* Italy follows Spain's successful start to 2013 funding
* Italy 3-yr borrowing costs at lowest in over 2 years
* Bunds slip after Italy auction, ECB but off 5-week lows
By Emelia Sithole-Matarise
LONDON, Jan 11 Italian bond yields fell on
Friday after a strong debt sale, following euro zone peer
Spain's successful start to the 2013 fund raising programme.
Italian bonds outpaced low-risk German debt after the
auction of 5 billion euros ($6.6 billion) worth of debt at which
three-year borrowing costs fell below 2 percent for the first
time since March 2010. Markets were also digesting Thursday's
cautiously upbeat message from the ECB.
Some strategists, however, warned that further
outperformance against Bunds now looked limited after an
aggressive rally over the past six months sparked by the
European Central Bank's plans to buy bonds of struggling
issuers, if they request conditional aid.
"The rally has been aggressive and there's still carry to be
had at the front end of Italian and Spanish curves but we're not
so far from levels where at some point investors will try to
re-evaluate the risk/reward of having exposure to Italy," said
Alessandro Giansanti, a strategist at ING.
Italian 10-year yields were last 3 basis
points lower on the day at 4.14 percent, close to levels last
seen in November 2010, squeezing their premium over Bunds by 3
bps to 258 bps.
Equivalent Spanish yields were slightly lower
too, having posted their second biggest daily fall in nearly
three months on Thursday after a strong auction which some
strategists said eased pressure on Madrid to seek a bailout in
the next few months.
Some investors were, however, were starting to have doubts
about the efficacy of adding to their exposure to Spain.
"Coming into the new year, investors have looked at the
yields available in other so-called risky assets and concluded
that if Spain is guaranteed by the ECB then Spanish bonds are a
very attractive relative investment," Martin Harvey, fund
manager at Threadneedle Investments.
"Investors are willing to put the fundamental
vulnerabilities aside for now - at this point we are not," he
said.
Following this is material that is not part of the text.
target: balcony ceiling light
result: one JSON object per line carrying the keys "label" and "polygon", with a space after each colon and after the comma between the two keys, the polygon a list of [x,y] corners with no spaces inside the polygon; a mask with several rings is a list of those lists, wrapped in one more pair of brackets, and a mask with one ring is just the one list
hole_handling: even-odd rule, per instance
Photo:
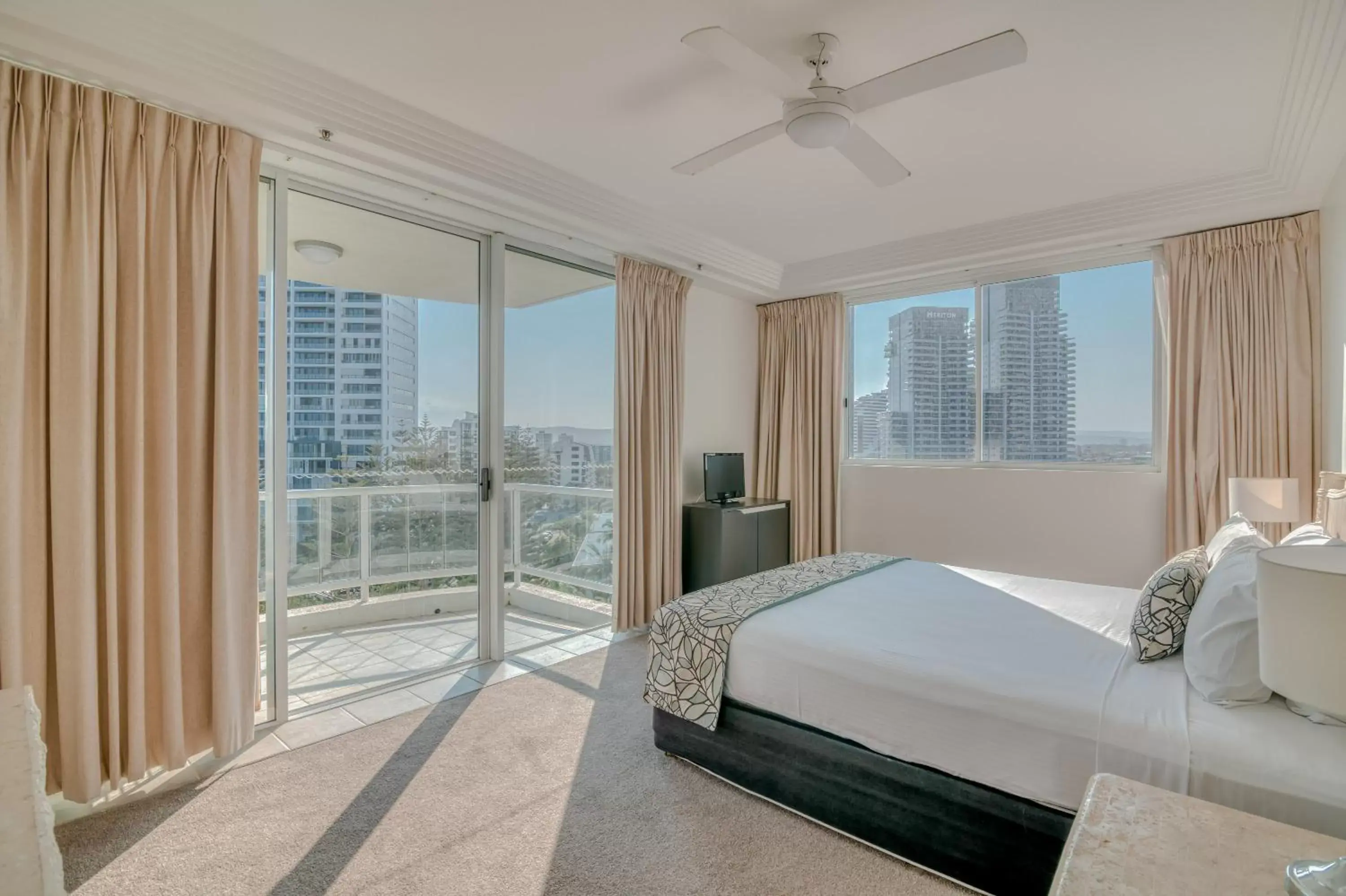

Threadneedle manages 96 billion euros in assets and its
European bond funds are benchmarked against the Merrill Lynch
pan-European large cap index.
Spanish bonds make up 5 percent of the index and
Threadneedle's European Bond funds were underweight the index
meaning only 2 percent of their holding is in Spanish government
bonds and all short-dated.
Low-risk German Bunds steadied on the day as investors were
lured back by higher yields after a sharp sell-off on Thursday
triggered by the ECB's lightly more upbeat view of the euro
zone's economic outlook and dampened bets for an imminent rate
The Bund future was last 1 tick up on the day at
142.71 with 10-year German yields unchanged at
1.56 percent, having risen as high as 1.61 percent earlier.
German two-year yields held at their highest level since
October after ECB President Mario Draghi said policymakers were
unanimous in holding interest rates steady at their meeting on
Traders and strategists said the return of two-year yields
into positive territory could lure back some investors into the
front end of the German curve, given that official interest
rates are set to remain at historic lows for an extended period.
"Draghi's comments saying the decision on rates was
unanimous and there was no debate on rate cuts is a significant
change from December. But the door is not completely closed to
further rate cuts but the market has to reassess the situation,"
said Patrick Jacq, a rate strategist at BNP Paribas.